Untuk menghindari gosip, ia mengubah nama Feng Xiaobao menjadi Xue Huaiyi, mengangkatnya sebagai biksu dengan dalih memanggilnya ke istana untuk membahas filsafat Buddha, dan secara bersamaan memerintahkan menantu Putri Taiping , putrinya sendiri, untuk mengadopsinya sebagai ayah angkatnya.
Lukisan Permaisuri Wu Zetian. Foto: Wikimedia Commons
Kandidat pria favorit ketiga adalah Zhang Zongchang, yang diperkenalkan kepada permaisuri oleh Putri Taiping, yang saat itu berusia lebih dari 70 tahun. Zhang Zongchang digambarkan sebagai pria muda, tampan, dan "berwajah seindah bunga teratai." Zhang Zongchang memanfaatkan kesempatan itu untuk memperkenalkan kakak laki-lakinya, Zhang Yizhi, kepada permaisuri. Zhang Yizhi juga digambarkan sebagai pria "berkulit cerah, tampan, dan berusia awal dua puluhan."
Menurut Zhang Changzong, Zhang Yizhi adalah seorang pria berbakat yang mahir dalam alkimia. Permaisuri Wu Zetian memanggil Zhang Yizhi ke istana, menjadikannya selir kesayangannya, dan bahkan menganugerahkan gelar Adipati kepada kedua bersaudara itu. Mereka sering berdandan dengan riasan dan pakaian yang indah.

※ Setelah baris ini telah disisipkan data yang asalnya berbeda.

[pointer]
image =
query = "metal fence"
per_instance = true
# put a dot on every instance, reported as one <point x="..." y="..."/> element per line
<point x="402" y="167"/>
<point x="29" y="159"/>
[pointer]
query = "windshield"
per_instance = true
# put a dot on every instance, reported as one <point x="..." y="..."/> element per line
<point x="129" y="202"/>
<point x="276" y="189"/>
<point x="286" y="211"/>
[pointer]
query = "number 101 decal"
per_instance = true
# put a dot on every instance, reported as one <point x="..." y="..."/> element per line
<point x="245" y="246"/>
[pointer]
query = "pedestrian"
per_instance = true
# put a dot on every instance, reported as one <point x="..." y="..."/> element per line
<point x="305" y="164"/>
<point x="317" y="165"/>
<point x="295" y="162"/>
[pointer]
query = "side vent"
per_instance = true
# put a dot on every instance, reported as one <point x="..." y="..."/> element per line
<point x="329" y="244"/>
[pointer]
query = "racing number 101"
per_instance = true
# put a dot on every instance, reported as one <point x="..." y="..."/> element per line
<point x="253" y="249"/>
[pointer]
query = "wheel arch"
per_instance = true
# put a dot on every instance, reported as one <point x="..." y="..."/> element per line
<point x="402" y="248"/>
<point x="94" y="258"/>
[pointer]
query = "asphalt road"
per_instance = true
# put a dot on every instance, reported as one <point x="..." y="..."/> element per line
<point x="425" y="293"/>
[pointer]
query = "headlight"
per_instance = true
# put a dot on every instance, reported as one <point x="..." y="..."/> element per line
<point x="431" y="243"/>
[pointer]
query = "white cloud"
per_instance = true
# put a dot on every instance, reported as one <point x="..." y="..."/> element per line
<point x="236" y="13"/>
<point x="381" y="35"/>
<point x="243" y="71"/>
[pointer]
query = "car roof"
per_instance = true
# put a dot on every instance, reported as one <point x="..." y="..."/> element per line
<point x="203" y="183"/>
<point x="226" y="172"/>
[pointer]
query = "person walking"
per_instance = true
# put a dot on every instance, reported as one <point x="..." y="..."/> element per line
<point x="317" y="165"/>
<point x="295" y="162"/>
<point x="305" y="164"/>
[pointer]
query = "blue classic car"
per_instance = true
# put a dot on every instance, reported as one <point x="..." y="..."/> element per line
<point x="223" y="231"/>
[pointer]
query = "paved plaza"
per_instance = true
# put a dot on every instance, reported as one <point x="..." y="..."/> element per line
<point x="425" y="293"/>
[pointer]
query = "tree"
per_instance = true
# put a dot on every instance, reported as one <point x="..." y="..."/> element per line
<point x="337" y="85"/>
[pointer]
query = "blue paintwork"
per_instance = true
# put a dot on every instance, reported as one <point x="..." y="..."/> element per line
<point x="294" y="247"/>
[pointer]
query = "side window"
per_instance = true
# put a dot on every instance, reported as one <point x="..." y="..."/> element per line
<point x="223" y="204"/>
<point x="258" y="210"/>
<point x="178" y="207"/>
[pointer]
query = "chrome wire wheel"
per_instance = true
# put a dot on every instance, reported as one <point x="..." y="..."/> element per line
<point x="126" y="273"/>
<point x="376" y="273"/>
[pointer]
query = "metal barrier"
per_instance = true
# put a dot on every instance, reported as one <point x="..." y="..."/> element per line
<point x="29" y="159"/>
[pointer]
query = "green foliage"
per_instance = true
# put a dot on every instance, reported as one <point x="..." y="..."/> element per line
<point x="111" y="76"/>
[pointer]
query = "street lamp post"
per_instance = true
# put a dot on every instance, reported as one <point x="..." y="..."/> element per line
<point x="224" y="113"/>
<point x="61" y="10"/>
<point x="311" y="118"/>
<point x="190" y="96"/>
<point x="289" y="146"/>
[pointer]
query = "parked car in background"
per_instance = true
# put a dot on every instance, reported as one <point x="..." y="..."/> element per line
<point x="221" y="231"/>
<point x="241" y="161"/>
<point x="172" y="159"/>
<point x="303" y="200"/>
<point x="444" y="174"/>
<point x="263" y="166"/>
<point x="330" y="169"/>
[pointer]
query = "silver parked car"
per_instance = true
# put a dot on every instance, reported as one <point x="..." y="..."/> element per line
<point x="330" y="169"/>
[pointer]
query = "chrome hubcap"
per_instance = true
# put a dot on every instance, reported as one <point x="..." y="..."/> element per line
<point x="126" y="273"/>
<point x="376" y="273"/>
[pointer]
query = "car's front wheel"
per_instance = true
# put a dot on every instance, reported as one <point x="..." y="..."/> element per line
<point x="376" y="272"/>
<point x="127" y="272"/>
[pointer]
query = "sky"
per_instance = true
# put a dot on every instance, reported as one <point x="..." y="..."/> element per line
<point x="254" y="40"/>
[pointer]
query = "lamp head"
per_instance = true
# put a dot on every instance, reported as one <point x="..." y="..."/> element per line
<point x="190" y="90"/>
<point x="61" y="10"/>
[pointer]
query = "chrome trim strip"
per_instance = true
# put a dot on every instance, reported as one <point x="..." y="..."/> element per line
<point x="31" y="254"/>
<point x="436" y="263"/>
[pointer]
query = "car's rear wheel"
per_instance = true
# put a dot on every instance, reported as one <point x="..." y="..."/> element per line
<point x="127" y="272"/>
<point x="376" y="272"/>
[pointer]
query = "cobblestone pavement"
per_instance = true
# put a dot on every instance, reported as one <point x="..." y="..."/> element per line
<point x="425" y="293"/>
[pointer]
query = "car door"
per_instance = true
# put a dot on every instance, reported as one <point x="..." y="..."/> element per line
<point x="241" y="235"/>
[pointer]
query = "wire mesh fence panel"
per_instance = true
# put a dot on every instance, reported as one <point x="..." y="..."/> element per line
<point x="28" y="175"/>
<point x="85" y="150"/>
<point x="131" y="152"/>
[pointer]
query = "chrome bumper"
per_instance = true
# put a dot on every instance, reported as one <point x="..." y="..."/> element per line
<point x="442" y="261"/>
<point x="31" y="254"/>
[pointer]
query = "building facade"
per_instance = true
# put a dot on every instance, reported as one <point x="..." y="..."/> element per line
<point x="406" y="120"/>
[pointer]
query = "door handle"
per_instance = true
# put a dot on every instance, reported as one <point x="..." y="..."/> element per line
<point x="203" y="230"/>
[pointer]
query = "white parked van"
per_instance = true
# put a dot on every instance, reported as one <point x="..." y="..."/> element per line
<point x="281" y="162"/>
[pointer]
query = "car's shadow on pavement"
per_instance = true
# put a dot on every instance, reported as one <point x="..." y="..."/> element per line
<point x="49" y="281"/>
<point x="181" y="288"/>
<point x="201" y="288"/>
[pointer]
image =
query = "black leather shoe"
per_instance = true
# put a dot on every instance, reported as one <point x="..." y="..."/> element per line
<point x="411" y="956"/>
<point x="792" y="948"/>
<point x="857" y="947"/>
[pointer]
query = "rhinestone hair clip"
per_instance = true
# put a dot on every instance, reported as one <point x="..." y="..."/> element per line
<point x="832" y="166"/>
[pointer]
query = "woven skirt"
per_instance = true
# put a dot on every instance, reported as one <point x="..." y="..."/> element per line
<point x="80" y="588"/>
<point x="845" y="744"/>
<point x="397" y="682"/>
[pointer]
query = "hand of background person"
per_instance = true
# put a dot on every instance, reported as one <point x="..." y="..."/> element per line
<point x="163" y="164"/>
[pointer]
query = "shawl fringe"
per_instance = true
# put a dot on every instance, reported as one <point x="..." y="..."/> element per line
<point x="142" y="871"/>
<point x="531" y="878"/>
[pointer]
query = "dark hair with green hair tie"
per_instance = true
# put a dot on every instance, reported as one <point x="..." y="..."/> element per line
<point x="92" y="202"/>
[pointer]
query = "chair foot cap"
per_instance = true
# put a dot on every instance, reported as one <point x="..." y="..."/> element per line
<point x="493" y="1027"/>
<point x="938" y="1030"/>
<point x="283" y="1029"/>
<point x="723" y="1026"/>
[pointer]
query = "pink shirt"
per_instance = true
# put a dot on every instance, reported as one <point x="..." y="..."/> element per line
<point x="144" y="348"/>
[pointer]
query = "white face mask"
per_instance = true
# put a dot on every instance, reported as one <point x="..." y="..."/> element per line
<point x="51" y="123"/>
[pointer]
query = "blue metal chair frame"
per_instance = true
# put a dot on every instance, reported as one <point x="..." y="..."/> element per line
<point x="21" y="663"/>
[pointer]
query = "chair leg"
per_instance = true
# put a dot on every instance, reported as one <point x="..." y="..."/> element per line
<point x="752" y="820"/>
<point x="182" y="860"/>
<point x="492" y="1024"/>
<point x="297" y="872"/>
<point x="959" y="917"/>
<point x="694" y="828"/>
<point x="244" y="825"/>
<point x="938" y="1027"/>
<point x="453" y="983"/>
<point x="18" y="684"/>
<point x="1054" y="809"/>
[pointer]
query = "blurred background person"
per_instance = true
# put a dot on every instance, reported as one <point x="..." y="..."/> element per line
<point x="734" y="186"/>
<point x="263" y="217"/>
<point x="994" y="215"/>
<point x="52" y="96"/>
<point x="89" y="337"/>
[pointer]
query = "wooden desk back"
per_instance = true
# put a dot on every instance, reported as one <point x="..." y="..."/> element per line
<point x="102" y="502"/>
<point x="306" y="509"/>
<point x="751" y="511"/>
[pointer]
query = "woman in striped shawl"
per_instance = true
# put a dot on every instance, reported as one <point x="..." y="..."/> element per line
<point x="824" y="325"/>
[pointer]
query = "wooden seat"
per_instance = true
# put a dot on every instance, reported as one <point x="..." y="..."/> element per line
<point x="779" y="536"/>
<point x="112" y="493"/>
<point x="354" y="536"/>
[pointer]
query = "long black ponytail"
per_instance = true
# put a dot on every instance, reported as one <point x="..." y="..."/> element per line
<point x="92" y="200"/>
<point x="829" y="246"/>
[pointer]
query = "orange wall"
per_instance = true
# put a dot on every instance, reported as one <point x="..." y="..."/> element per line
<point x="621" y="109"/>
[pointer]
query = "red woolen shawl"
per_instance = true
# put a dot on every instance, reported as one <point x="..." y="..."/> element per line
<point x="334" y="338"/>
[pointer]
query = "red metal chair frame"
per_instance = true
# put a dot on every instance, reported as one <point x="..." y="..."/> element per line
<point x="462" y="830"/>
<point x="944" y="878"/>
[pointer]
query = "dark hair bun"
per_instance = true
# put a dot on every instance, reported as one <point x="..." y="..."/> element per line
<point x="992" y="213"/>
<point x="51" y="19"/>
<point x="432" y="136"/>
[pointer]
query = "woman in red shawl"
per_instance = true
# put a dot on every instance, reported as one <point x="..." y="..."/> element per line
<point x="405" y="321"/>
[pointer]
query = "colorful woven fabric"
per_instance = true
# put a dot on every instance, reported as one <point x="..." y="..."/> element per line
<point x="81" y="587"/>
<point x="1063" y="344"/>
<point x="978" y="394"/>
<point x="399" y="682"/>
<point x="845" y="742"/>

Pada tahun 698, Permaisuri Wu Zetian mendirikan Paviliun Konghe dengan kedok tempat diskusi dan pengembangan sastra, tetapi pada kenyataannya, paviliun tersebut berfungsi sebagai kamar pribadi permaisuri. Zhang Yizhi dan Zhang Changzong berbagi pengelolaan paviliun tersebut, keduanya memegang jabatan pejabat tingkat tiga. Paviliun Konghe memiliki 43 anggota, termasuk para favorit pria Wu Zetian dan para sastrawan. Pada pertengahan tahun 700-an, paviliun tersebut telah menjadi pusat hiburan, perjudian, dan minum-minum. Ketika reputasinya yang buruk menyebar, Wu Zetian mengganti namanya menjadi Istana Fengshen.
Dengan dukungan kaisar, saudara-saudara Zhang menimbulkan masalah di istana, membentuk faksi dan terlibat dalam korupsi, menyebabkan kebencian di antara banyak pejabat. Mulai tahun 704 dan seterusnya, Permaisuri Wu Zetian jatuh sakit, mengabaikan urusan negara, dan menyerahkan semuanya kepada saudara-saudara Zhang untuk diputuskan.
Pada tahun 705, karena khawatir akan pemberontakan oleh saudara-saudara Zhang, perdana menteri saat itu, Zhang Jianzhi, bersama dengan pejabat tinggi lainnya, melancarkan kudeta, memaksa Permaisuri Wu Zetian untuk turun takhta dan menempatkan Kaisar Zhongzong dari Tang di atas takhta, memulihkan kekuasaan dinasti Tang.